Distinctive Features of Kawasaki Disease Following SARS-CoV-2 Infection: a Controlled Study in Paris, France.

BACKGROUND: An outbreak of multisystem inflammatory syndrome in children, including Kawasaki disease (KD), emerged during COVID-19 pandemic. We explored whether Kawasaki-like disease (KD), when associated with confirmed SARS-CoV-2 infection, has specific characteristics. METHODS: We included children and adolescents with KD criteria admitted in the department of general pediatrics of a university hospital in Paris, France, between January 1, 2018, and May 26, 2020. The incidence of KD was compared between the outbreak and a pre-outbreak control period (January 1, 2018, to April 25). Characteristics of patients with positive SARS-CoV-2 testing (KD-SARS-CoV-2) were compared to those of the pre-outbreak period (classic KD). RESULTS: A total of 30 and 59 children with KD were admitted during the outbreak and pre-outbreak periods, respectively (incidence ratio 13.2 [8.3-21.0]).
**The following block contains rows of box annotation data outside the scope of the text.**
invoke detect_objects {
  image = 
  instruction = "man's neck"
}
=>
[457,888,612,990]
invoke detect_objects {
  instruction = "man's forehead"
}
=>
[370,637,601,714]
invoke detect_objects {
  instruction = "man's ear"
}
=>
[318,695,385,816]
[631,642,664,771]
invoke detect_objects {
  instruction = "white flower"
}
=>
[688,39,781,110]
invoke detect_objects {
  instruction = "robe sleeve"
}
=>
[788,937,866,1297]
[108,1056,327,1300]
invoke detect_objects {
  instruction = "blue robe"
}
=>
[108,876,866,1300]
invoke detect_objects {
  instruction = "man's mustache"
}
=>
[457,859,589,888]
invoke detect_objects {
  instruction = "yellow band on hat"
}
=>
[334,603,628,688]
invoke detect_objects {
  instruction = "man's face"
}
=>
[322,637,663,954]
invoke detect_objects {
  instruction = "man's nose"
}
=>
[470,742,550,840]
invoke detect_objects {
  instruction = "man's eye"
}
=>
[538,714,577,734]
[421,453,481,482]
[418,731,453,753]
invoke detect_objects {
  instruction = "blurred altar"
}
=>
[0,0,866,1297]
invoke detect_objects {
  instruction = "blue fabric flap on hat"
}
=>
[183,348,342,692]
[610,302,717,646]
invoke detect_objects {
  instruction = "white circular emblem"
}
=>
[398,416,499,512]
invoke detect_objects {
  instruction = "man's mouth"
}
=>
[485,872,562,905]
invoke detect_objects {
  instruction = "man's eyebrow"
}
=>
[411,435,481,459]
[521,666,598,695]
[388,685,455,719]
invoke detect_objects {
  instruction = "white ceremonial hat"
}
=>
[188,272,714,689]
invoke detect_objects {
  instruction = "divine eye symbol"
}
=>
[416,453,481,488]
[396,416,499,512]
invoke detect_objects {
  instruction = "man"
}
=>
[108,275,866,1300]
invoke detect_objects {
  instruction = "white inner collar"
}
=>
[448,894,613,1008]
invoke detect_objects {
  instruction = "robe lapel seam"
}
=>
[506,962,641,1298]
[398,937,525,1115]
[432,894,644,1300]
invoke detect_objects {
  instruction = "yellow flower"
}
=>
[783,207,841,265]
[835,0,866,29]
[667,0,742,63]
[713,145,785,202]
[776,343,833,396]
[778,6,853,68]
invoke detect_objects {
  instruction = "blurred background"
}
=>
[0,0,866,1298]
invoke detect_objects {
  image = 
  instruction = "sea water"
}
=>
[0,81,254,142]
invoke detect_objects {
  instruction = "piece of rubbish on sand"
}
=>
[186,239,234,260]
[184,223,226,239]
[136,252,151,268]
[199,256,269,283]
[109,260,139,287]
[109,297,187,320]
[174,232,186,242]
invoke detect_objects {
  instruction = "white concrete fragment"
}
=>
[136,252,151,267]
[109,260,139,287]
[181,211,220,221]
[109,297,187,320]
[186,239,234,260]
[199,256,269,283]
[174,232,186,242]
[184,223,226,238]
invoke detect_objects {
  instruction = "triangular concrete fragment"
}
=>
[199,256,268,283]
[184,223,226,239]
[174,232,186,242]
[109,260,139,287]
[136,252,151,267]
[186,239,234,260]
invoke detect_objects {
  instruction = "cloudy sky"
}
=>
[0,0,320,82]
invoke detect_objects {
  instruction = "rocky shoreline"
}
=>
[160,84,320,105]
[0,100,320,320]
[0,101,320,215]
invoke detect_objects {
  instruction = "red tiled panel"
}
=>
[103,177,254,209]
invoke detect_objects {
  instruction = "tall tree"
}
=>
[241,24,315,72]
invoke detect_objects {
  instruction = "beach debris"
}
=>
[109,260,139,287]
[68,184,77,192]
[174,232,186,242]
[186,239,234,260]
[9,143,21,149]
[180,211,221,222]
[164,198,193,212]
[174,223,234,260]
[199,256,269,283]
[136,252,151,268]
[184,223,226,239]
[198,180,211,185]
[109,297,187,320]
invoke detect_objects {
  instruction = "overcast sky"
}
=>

During the outbreak, 23/30 (77%) children were diagnosed as KD-SARS-CoV-2. When compared with patients with classic KD, those with KD-SARS-CoV-2 were more frequently of sub-Saharan African ancestry (OR 4.4 [1.6-12.6]) and older (median 8.2 vs. 4.0 years, p < 0.001), had more often initial gastrointestinal (OR 84 [4.9-1456]) and neurological (OR 7.3 [1.9-27.7] manifestations, and shock syndrome (OR 13.7 [4.2-45.1]). They had significantly higher CRP and ferritin levels. Noticeably, they had more frequently myocarditis (OR 387 [38-3933]). CONCLUSIONS: Children and adolescents with KD-SARS-CoV-2 have specific features when compared with those with classic KD. These findings should raise awareness and facilitate the study of their pathogenesis.